In [2]:
from pyiceberg.catalog import load_catalog
import pyarrow as pa
import dlt
import pandas as pd
import pyarrow.dataset as ds
import pyarrow.fs as fs
from dlt.sources.filesystem import filesystem

## **Connect to the Nessie catalog**

We reconnect to the **Nessie REST catalog** to access the Iceberg tables created in the previous notebook.

Listing the namespaces ensures that the connection is active and the catalog is available for querying.


In [None]:

# Configure the connection to the Nessie REST catalog
catalog = load_catalog(
    "nessie",
    **{
        "uri": "http://nessie:19120/iceberg/main/",
    }
)

# Verify the connection by listing the namespaces
namespaces = catalog.list_namespaces()
print("Namespaces:", namespaces)

Namespaces: [('taxis-project',)]


## **Extract Iceberg data and load it into Azure Storage**

This step performs the **third stage** of the data pipeline —  
**moving the Iceberg data stored in MinIO into Azure Blob Storage** using DLT.

**Process overview:**

1. **Configure the MinIO filesystem**  
   - Establish an S3-compatible connection to MinIO with credentials and endpoint details.

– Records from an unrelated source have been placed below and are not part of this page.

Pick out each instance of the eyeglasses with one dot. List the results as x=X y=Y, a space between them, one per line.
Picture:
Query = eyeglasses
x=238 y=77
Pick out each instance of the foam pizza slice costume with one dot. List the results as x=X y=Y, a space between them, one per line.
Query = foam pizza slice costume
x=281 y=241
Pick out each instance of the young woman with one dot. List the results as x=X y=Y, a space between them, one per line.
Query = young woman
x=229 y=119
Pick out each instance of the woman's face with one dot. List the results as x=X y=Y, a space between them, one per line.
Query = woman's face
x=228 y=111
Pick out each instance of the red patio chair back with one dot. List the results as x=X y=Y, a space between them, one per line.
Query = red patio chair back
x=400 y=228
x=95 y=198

2. **Define the DLT resource (`iceberg_df`)**  
   - Load the `taxis-project.taxis` table from the Nessie catalog.  
   - Execute a scan to retrieve the data as an Arrow Table.  
   - Yield the data in Arrow batches to be consumed by DLT.

3. **Initialize the pipeline**  
   - Name: `s3_to_adls`  
   - Destination: `filesystem` (configured for Azure via secrets).  
   - Dataset name: `azure`.

4. **Run the pipeline**  
   - Writes the extracted data from Iceberg (MinIO) into Azure ADLS in **Parquet** format.  
   - Uses `write_disposition="replace"` to overwrite any existing dataset.



In [None]:
s3 = fs.S3FileSystem(
    endpoint_override="http://minio:9000",  # inside Docker: use "minio:9000", from local: "localhost:9000"
    access_key="admin",
    secret_key="password",
    region="us-east-1"
)

iceberg_table_path = "my-bucket/taxis-project/taxis"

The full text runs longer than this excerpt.